I first started collecting 50's and 60's exotica music quite by accident.  I found myself in an old junk store down the street from my house about 7 years ago and stumbled across Other Worlds Other Sounds by Juan Garcia Esquivel while dodging cobwebs and 20 years of grime and dust.  I had no idea who Esquivel was or where he came from.  The appeal was completely aesthetic.  It was an incredibly cool cover, exotic and pleasing to the eye. I had to have it. I walked out of the junk shop with it, paying the old fart $2 after chewing him down a couple of dollars.. 
I took it home and slapped it on my turntable, not knowing what to expect. Listening to several songs, I couldn't help but think, "This is really weird stuff! I didn't know they made music like this back then."  I didn't put it back on my turntable for several more months. At the time, I still thought the cover was really cool but the music too weird for my tastes, yet I could somehow listen to the
Sex Pistols, Fugazi, Chrome, Helios Creed, and various New York hardcore [NYHC] bands without batting an eye. Go figure.

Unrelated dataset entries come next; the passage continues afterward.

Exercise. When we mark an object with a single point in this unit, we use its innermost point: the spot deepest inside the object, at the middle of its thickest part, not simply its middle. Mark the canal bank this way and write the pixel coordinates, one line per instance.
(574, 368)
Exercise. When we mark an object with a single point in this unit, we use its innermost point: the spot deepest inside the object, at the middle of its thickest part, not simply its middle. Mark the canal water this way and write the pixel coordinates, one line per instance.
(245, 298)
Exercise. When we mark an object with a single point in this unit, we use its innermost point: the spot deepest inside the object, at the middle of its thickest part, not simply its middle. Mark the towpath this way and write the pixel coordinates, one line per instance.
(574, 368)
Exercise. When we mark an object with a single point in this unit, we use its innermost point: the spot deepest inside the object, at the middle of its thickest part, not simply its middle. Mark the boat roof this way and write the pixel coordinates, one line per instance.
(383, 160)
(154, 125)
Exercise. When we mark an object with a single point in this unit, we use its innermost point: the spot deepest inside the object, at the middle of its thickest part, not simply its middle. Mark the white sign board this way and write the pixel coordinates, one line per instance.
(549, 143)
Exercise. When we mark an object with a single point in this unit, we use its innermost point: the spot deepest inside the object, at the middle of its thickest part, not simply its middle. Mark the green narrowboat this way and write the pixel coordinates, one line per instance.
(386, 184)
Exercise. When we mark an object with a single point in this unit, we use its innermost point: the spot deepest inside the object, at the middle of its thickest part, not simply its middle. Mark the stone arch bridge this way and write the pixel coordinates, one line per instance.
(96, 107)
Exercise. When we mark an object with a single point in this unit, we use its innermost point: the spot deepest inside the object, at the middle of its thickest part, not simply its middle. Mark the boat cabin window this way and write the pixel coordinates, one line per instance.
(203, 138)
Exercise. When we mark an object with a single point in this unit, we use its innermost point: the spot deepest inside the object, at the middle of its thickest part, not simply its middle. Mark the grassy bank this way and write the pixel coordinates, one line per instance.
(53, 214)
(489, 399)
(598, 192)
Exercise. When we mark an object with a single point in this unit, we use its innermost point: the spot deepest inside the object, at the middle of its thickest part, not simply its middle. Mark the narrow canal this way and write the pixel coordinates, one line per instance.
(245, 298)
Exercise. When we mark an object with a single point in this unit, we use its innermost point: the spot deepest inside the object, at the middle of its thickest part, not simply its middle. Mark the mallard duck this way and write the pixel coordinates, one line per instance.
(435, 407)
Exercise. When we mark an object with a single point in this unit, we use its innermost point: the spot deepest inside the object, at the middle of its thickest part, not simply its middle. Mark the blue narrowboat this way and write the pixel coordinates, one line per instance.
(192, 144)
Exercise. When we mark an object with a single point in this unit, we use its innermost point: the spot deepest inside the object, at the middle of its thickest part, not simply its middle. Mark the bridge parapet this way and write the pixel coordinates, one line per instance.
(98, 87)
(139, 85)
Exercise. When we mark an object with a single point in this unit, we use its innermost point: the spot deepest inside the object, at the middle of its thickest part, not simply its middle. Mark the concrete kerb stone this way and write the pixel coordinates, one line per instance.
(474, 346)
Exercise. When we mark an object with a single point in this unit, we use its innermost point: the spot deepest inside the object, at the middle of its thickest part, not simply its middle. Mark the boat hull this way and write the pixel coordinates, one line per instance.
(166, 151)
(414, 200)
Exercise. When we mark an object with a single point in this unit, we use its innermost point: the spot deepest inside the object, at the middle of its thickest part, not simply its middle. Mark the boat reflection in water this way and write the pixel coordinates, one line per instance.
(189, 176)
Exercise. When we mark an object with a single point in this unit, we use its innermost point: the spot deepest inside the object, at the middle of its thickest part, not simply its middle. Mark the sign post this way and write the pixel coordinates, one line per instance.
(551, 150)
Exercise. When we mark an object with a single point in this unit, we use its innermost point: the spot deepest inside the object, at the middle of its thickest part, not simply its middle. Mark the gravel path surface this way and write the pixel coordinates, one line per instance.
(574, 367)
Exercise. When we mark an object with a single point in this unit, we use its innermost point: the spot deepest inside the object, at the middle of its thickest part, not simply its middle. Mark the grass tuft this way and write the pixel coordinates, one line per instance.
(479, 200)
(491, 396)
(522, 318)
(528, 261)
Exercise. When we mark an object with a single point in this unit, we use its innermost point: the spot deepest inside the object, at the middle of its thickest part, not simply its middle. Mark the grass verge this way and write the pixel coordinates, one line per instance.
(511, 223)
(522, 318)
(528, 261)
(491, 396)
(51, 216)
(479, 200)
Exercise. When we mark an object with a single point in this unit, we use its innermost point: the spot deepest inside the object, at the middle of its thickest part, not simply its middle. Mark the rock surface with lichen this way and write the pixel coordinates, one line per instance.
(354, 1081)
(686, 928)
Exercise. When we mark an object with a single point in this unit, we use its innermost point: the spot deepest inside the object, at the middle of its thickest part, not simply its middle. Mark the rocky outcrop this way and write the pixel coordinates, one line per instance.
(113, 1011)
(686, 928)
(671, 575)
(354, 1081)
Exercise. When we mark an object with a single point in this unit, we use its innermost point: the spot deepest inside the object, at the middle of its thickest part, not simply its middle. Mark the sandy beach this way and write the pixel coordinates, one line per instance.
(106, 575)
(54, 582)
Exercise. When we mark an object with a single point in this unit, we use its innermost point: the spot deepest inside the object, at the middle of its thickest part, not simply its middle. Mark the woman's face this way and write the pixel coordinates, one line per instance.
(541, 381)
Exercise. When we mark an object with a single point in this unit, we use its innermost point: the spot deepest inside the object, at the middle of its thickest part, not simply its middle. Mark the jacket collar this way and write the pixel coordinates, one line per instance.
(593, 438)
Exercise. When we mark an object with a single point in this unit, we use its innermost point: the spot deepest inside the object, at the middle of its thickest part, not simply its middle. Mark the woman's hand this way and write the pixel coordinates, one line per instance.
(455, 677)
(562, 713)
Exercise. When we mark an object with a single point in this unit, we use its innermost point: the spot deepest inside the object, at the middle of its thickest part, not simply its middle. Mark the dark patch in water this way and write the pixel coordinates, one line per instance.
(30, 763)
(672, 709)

My very first "exotica" record find. Esquivel and his Orchestra
Other Worlds Other Sounds.
Not easy to come by in thrift stores these days thanks to the exotica/swing/lounge scene that exploded  a few years ago. As a matter of fact, it's getting harder to find  Esquivel anywhere now on vinyl.
It wasn't until I moved to Memphis, Tennessee that I became more involved in searching out junk stores and thrift stores looking for those weird covers.  I bought a lot of duds but it was a learning process:  bombs like Al Hirt, Jesse Crawford (at the organ no less--though what organ they meant I don't want to know), and even more crappy records that have great covers like Morton Gould's Jungle Drums, all having gotten stuck in my shelves until I passed them on to someone else or threw them in a plastic grocery bag and tossed them in the nearest thrift store donation bin.. A misleading title no less! Jungle Drums? On that record? I think not! Its music consists of sleep inducing boring numbers that are about as exciting as anything Lawrence Welk ever put out. But what a cover!  Actually, 2 different covers were made of this record but the music is still the same. Boring, boring boring.  Tack the cover to the wall and throw the record in the trash.
Perez Prado's Mambo Mania. Wow, whatta cover and whatta mouth! This is the artist from whom Lou Bega (A Little Bit of Mambo) stole his vocal delivery. Prez is known for his signature "Ahhhhha!" shouted in songs to let his band know it's time for a change in the song. One of the premier Latin composers of the 50's.  A must have.
Extremely hard to find in any condition, Mel Henke's La Dolce Henke is a  sexual innuendo masterpiece with incredible jazz and sound effects and lots of Ooo La La! Supposedly the stereo pressing is more rare than the mono. My friend found this in south Florida at a Goodwill for $1--the stereo pressing no less. Sigh.